Когда мне исполнилось шестнадцать лет, я уехал на восток страны и поступил сначала в пансион в Ныо-Джерси, затем в Гарвардский университет, а потом поехал в годичное путешествие по Европе. Брат окончил университет следом за мной. Лишь впоследствии мы узнали, что отец и мать во многом отказывали себе, чтобы мы могли учиться, и что отец, по сути, укорачивал свою жизнь, давая нам возможность жить жизнью богатых наследников. Они с матерью всегда давали нам больше, чем мы просили, будь то свобода, понимание или материальные средства. А в день, когда брат окончил университет, отец заболел от неимоверного переутомления и через несколько недель умер. Мне всегда кажется горькой насмешкой судьбы то, что он не дожил до моего скромного успеха. Для меня он всегда был больше добрым мудрым старшим другом, чем отцом...

Мне кажется, что пансион сыграл в моем детстве большую роль, чем все остальное. Я был новеньким в обществе незнакомых мальчиков, но вскоре почувствовал, что они принимают меня таким, какой я есть. Чувствовал я себя прекрасно. Размеренная жизнь коллектива была мне интересна. На меня произвели впечатление его традиции и кумиры, школьный патриотизм и ощущение давно сложившегося и упрочившегося образа жизни, столь отличного от дикого, претенциозного Запада. В школьной газете печатались мои стихи и рассказы, я играл в футбол, с довольно хорошими результатами пробегал четверть мили; дважды я дрался и выдержал. Бывали и опасные приключения, когда некоторые из нас ночью украдкой спускались по пожарной лестнице, удирали на балы за город и на рассвете проскальзывали обратно в спальни. Вместе со школьными светскими мотыльками я «приставал» к девчонкам в городе, и надо мной не смеялись.

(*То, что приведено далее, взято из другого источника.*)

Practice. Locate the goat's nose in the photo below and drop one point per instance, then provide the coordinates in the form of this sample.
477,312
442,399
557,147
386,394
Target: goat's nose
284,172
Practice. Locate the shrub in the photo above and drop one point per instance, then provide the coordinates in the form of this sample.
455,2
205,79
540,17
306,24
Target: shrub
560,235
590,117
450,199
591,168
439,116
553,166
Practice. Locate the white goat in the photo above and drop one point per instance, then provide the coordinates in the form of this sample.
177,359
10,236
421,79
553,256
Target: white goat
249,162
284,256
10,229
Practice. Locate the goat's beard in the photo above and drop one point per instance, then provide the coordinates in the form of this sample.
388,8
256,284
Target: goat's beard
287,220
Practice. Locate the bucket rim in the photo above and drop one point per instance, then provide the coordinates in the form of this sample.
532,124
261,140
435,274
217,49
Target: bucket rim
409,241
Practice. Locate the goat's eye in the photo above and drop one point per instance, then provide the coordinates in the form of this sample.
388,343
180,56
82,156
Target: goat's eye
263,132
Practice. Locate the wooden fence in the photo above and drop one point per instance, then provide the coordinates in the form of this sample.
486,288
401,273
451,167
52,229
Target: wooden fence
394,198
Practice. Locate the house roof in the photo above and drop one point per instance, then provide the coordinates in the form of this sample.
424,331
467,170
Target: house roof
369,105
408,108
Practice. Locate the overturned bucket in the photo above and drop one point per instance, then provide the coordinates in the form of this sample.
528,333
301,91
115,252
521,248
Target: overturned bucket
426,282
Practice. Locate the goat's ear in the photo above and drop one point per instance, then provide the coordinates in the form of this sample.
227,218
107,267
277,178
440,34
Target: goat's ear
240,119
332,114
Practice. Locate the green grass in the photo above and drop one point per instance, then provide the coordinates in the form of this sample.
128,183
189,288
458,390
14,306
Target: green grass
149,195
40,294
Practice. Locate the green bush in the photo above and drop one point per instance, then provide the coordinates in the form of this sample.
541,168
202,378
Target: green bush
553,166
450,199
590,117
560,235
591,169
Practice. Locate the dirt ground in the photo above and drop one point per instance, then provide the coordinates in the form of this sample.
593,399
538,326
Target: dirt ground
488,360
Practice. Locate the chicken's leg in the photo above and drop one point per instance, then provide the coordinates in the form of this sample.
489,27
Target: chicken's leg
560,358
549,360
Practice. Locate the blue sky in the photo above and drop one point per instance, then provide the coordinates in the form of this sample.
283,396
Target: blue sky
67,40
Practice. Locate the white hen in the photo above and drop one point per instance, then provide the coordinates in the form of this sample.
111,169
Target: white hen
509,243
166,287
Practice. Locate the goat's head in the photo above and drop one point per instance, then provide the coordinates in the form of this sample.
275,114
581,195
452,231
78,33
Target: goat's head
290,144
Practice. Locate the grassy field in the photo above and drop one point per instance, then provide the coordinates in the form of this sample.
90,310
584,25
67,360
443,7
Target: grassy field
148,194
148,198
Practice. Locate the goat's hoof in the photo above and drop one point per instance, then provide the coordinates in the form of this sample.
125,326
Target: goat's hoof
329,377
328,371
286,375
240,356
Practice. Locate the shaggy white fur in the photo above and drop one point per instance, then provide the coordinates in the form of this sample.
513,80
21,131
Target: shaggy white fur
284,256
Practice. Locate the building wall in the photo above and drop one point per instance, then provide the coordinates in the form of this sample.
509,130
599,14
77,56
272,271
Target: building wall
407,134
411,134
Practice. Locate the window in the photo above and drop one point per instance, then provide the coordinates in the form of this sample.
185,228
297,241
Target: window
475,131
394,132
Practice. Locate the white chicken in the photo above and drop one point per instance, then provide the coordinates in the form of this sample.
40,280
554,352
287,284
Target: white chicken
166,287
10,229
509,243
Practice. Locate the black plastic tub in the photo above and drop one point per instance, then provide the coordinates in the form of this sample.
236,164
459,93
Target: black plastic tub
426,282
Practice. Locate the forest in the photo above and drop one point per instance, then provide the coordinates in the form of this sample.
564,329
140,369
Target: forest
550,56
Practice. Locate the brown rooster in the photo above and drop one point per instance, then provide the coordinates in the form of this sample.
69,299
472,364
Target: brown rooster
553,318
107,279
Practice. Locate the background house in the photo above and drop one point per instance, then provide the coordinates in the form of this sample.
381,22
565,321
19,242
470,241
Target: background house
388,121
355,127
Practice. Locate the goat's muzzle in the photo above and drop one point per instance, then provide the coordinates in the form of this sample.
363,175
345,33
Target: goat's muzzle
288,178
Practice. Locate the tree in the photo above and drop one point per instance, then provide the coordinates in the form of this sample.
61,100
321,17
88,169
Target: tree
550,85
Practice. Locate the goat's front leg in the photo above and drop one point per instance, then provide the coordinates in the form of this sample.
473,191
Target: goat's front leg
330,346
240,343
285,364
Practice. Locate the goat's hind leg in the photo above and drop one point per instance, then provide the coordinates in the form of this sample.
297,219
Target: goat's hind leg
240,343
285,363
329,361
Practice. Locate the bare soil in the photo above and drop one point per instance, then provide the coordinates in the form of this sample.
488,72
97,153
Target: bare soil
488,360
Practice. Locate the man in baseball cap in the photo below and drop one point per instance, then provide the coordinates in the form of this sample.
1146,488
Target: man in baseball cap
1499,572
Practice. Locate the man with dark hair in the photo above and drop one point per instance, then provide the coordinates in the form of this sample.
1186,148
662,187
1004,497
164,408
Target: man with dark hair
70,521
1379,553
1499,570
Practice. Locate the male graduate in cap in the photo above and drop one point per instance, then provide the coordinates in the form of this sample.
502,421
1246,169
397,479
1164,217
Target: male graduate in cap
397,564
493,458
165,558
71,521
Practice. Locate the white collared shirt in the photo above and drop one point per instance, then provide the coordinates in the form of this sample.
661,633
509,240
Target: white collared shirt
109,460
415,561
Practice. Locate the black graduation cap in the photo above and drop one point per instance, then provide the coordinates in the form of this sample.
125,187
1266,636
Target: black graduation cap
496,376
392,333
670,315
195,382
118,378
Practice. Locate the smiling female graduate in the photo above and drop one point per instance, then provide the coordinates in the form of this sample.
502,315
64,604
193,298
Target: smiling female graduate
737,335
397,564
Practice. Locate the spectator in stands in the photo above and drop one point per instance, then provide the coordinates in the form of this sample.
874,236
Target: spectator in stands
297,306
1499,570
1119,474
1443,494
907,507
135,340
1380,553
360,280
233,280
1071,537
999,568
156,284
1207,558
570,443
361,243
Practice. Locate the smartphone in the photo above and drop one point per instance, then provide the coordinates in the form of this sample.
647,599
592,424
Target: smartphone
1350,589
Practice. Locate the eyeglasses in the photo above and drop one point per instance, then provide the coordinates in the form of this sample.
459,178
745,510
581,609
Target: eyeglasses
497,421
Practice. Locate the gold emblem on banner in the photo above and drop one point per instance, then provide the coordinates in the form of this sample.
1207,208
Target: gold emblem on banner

Всегда занятый, счастливый, имея множество друзей, я приобрел уверенность в себе. Так, не прилагая усилий, я обрел себя; и с тех пор я уже никогда особенно не боялся людей.

В 1906 г. я поехал в Гарвард, можно сказать, один, не зная в университете почти ни души. На моем курсе было более семисот человек, и первые три месяца, когда я сидел на лекциях и собраниях, мне казалось, что у всех семисот есть друзья, кроме меня. Меня потрясла необъятность Гарварда, таящиеся в нем неограниченные возможности, его священная история, традиции - и я почувствовал себя безмерно одиноким. Я не знал, куда обратиться, как познакомиться с людьми. Мимо меня проходили мои однокашники, весело окликая друг друга; в субботние вечера я видел, как с гиканьем и криками уезжали в Бостон на задней площадке трамвая компании студентов, с веселыми песнями возвращавшиеся под моими окнами на рассвете. На курсе объявлялись свои спортсмены, музыканты, писатели, будущие государственные деятели. Образовывались клубы первокурсников. А я оставался за бортом. Тогда я «атаковал» университетские газеты, попытался войти в сборную первого курса, даже не уезжал на каникулы и ходил на лодочную станцию, где упражнялся на тренажерах, но оказался на последнем месте и не был принят в сборную, поехавшую в Нью-Лондон, Со многими студентами я раскланивался, но близко знал лишь единицы; большинство моих приятелей стали выдающимися людьми и больше ко мне не приезжали. Один из них обещал, что поселится со мной вместе иа втором курсе, но ему шепнули, что я «неподходящий человек», и он открыто отошел от меня. А сам я тоже обидел юношу, который был мне другом. Он был евреем, застенчивым, довольно печальным человеком. Мы всегда были вместе, двое посторонних. Меня это раздражало и угнетало: казалось, что мне никогда не удастся войти в круг тех, кто ведет роскошный, богатый образ жизни в университете, если он будет рядом, - и я отошел от него... Он очень обиделся, а для меня это было хорошим уроком. Впоследствии он простил меня, делал для меня много добра, и мы друзья.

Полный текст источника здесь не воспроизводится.